In 1995, when I trotted off to NYU, I was housed in a dorm that overlooked Washington Square Park in Greenwich Village, NYC. I was too thrilled to complain about being stuffed in an over-sized closet with 3 other guys. The two small rooms were connected by a tiny bathroom where I patiently sat on a folding chair, hunched over the toilet seat, stirring ramen noodles on a portable electric burner. That was the closest I ever came to "cooking" for my first year on my own. Sophomore year, I struck gold in the housing lottery, scoring a large room with a kitchenette. I also discovered Dean and DeLuca, a "fancy grocery store" in Soho that sold sophisticated ingredients at over-sophisticated prices. The first recipe I made on my own was from The Dean & DeLuca Cookbook, written by David Rosengarten with Joel Dean and Giorgio DeLuca. I had NOTHING in my kitchen, so I spent a small fortune on ingredients and cooking utensils. I stole plates, salt and pepper from the dining hall.
--2 cups Walnut Halves
--3/4 cup Confectioners' Sugar
--Vegetable Oil for frying
--1/2 tsp Salt
--Pinch Cayenne Pepper
--4 Flat Anchovy Fillets, rinsed and drained (or soaked in Milk to draw out the saltiness), then minced
--4 cloves Garlic, peeled
--2 tsp Sherry Vinegar
--2 tsp Fresh Lemon Juice
--1 tsp Worcestershire Sauce
--1/2 tsp Dry Mustard
--1/2 cup Extra-Virgin Olive Oil
--4 heads Romaine Lettuce, washed, dried, and torn into bite-sized pieces
--1/2 cup Roquefort Cheese, crumbled
Simmer the walnuts in boiling water for 5 minutes until slightly softened. Drain and dry completely, then mix with the sugar. In a heavy kettle, heat 3 inches of vegetable oil to about 350 degrees Fahrenheit. Deep fry the walnuts in batches for about 1 or 2 minutes until golden brown, and drain on paper towel. Season with salt and cayenne pepper. Set aside to cool.

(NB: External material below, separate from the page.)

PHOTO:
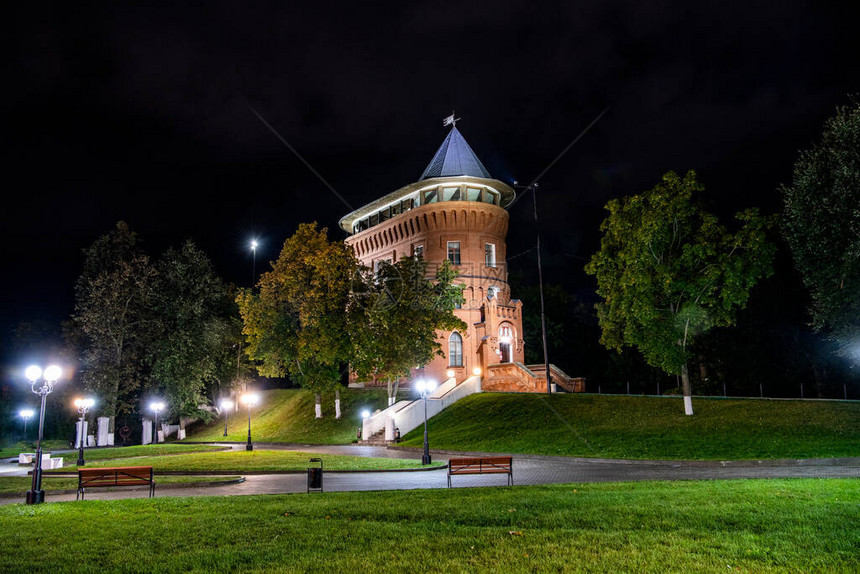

In a small bowl, mash the anchovies with the garlic to form a paste. Whisk in the vinegar, lemon juice, Worcestershire sauce, and dried mustard. Slowly drizzle in the olive oil in a stream, whisking until dressing is emulsified.
In a large bowl, toss the lettuce with the dressing to coat, then add the Roquefort cheese and crispy walnuts.